The proposed method modify the support vector machine by presenting a new kernel function, firstly after the initial training of standard support vector machine and then the new vector machine training again. Since the Chi square test is a better hypothesis testing methods, and the weighting factor generate a significant relationship for the optimal classification hyperplane, so in the article, it can use the Chi square test and the weighting coefficients to extend and transform the kernel functions, making the new vector machine has greater adaptability, and it also can play a better classification performance for the minority class.

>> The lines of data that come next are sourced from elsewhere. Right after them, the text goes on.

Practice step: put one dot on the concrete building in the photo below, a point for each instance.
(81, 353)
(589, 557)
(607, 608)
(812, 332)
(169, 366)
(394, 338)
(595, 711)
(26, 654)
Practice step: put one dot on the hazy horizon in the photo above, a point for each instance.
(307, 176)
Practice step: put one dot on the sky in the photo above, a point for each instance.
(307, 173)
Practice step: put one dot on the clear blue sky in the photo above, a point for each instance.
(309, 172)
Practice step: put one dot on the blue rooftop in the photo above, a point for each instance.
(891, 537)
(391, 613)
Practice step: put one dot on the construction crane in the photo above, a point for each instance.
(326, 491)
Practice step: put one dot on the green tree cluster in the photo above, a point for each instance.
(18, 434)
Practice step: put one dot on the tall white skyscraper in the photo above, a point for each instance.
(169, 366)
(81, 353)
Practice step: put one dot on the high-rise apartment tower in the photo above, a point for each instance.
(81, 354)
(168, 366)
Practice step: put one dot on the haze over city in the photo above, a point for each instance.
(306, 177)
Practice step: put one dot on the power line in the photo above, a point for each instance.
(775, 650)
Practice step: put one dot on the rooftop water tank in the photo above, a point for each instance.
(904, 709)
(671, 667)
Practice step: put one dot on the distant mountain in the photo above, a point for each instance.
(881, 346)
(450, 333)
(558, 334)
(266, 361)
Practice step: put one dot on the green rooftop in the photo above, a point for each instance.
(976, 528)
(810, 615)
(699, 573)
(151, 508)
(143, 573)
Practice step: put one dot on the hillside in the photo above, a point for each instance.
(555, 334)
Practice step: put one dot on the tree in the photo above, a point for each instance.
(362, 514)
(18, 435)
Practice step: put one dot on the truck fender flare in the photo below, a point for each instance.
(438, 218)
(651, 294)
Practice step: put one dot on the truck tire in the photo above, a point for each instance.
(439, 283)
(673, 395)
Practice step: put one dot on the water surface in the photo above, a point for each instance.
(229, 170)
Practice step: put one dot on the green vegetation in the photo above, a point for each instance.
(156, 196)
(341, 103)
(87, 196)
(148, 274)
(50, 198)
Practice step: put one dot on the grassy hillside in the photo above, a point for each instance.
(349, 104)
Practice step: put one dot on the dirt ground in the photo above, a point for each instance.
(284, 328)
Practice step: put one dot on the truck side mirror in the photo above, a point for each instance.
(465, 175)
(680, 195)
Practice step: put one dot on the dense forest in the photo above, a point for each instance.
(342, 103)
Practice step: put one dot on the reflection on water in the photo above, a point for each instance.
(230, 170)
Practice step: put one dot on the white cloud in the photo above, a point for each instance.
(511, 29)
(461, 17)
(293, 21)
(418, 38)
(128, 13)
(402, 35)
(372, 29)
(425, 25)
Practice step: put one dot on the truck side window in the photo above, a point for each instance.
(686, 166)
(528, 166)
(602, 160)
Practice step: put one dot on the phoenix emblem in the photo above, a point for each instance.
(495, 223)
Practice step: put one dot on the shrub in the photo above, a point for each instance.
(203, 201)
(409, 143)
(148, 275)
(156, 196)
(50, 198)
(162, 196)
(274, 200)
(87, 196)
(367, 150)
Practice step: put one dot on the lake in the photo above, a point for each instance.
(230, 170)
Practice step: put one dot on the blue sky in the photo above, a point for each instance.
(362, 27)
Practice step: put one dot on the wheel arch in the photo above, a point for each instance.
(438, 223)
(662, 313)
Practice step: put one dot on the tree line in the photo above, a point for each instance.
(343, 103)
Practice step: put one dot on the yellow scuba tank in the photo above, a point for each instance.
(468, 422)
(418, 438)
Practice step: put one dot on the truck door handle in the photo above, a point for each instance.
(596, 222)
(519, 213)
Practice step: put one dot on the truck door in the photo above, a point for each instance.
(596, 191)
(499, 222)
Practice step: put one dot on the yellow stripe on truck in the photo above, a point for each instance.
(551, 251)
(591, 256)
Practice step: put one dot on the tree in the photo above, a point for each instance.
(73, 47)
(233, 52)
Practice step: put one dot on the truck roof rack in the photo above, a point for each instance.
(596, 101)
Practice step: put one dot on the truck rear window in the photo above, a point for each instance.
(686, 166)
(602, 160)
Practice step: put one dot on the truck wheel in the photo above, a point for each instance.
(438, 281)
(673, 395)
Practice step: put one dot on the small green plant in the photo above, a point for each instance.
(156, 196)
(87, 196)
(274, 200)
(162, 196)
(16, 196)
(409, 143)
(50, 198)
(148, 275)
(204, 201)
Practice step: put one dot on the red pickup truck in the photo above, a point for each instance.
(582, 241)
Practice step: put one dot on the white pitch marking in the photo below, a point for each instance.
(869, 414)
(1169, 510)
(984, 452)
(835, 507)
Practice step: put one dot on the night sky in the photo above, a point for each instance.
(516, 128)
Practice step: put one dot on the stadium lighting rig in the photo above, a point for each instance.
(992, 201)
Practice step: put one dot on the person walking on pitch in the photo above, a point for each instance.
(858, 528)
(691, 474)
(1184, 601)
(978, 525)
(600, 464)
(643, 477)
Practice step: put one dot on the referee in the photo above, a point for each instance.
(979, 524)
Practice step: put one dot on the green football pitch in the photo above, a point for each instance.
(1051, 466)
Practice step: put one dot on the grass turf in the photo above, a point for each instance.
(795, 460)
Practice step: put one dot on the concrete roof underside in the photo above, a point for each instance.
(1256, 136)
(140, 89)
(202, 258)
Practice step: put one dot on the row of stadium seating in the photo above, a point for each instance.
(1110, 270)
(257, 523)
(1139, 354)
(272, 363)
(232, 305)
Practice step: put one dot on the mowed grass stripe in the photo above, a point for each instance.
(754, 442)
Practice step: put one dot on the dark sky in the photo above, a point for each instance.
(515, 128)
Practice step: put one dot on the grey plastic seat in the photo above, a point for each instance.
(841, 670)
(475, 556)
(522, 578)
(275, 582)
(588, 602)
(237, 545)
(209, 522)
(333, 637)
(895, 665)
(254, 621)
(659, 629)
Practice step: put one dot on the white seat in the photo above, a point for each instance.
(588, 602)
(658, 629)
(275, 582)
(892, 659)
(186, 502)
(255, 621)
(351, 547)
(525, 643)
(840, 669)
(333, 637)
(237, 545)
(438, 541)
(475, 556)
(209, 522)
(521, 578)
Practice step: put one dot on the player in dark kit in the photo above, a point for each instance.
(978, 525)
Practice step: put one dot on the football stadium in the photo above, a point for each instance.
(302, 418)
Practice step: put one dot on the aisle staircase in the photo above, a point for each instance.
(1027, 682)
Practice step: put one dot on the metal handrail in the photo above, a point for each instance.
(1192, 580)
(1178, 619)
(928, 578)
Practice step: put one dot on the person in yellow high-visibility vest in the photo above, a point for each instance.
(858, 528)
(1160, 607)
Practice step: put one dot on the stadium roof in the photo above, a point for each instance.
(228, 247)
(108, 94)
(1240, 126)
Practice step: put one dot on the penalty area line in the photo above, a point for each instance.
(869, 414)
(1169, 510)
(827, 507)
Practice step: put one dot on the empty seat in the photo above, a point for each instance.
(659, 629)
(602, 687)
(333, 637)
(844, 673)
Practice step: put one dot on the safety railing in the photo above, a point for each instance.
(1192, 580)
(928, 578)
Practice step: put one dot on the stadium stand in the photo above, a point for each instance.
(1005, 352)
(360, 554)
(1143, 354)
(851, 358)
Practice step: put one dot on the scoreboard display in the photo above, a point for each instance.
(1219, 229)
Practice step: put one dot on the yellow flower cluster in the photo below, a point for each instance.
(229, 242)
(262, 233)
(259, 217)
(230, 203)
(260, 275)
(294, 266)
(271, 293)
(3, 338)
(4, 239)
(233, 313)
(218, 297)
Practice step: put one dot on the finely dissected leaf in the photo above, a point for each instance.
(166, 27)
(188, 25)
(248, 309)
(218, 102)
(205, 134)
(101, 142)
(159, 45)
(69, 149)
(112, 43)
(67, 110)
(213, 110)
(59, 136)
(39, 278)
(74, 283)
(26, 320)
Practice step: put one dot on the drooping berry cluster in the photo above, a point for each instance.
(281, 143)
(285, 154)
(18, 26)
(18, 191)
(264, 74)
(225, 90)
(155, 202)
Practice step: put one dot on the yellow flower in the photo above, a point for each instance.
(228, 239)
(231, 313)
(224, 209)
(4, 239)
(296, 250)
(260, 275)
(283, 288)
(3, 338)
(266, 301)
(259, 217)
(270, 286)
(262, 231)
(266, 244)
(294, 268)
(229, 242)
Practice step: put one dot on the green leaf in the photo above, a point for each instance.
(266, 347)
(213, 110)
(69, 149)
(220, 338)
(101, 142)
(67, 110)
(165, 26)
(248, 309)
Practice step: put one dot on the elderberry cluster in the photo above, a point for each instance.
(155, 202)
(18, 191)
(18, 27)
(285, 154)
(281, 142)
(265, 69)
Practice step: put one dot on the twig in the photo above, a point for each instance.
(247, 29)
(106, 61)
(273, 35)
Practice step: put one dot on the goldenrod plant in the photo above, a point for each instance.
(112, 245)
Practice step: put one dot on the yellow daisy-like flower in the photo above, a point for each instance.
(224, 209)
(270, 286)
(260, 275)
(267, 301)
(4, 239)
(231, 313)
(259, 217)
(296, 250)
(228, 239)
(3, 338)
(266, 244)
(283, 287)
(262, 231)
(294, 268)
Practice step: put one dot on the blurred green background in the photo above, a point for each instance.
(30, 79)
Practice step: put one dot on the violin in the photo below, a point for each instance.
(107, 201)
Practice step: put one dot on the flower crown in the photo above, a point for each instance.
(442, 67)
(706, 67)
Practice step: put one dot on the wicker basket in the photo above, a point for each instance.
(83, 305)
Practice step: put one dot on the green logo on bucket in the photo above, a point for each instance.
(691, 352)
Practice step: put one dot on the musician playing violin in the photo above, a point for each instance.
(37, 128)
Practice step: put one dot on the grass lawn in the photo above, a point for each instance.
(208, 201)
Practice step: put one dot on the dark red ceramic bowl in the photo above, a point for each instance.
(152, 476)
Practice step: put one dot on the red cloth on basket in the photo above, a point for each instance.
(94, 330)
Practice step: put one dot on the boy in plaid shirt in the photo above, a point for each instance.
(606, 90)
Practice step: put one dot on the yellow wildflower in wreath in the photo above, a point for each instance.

2 Maximum interval classification SVM model

Support vector machine (Support Vector Machine, SVM) is a method for pattern classification and regression, and it is proposed by Vapnik and his co authors [13, 14]. Its basic idea is to use the kernel function to map the original data into a higher dimensional space, making the data separated into two classes of data linearly as possible. The given data set \(\left\{ {\left( {{x_1},{y_1}} \right),\left( {{x_2},{y_2}} \right), \cdots \left( {{x_m},{y_m}} \right)} \right\}\) represents the binary classification problems, \(\left( {{x_i},{y_i}} \right)\) represents a training sample, among them \({x_i}\left( {i \in m} \right)\) indicates a data sample, \({y_i}\)stands for the results tab which is class for a data sample belong. The used results tab is \({y_i}= - 1\), \({y_i}=1\), and we the defined the function interval is as follow [15]:

$$\mathop \gamma \limits^{ \wedge } ={y_i}\left( {\omega {x_i}+b} \right).$$
(1)

A maximum interval separating hyperplane can be expressed as:

$$\omega {x_i}+b=0.$$
(2)

Once obtained the optimal \(\omega\) and \(b\), you can get the support vector machine classification model, and its function could be expressed as [16]:

$$f\left( x \right)=\sum\limits_{{i=1}}^{m} {{\alpha _i}{y_i}} \left\langle {x \cdot {x_i}} \right\rangle +b.$$
(3)

The non zero number \({\alpha _i}\) which is corresponding to the data sample represented a support vector.

For a high dimensional feature space, the inner product \(\left\langle {x \cdot {x_i}} \right\rangle\) is replaced by a kernel function \(K\left( {x,{x_i}} \right)\), and it is expressed as:

$$K\left( {x,{x_i}} \right)={\left( {x \cdot {x_i}+c} \right)^d}.$$
(4)

The radial basis function (RBF) could map the original feature to infinite dimension, and it is expressed as [17]:

$$K\left( {x,{x_i}} \right)=\exp \left( { - \frac{{{{\left\| {x - {x_i}} \right\|}^2}}}{{2{\sigma ^2}}}} \right).$$
(5)

For the application of SVM, there are generally two types of classification methods, the one is building a multistage classifier by the establishment and combination of a plurality of binary classifiers, another is to construct the multistage classifier directly. For the imbalanced data classification problem, although there are some technologies can control the impact of classification results caused by individual specific data sample, but the classification performance obtained is still not ideal.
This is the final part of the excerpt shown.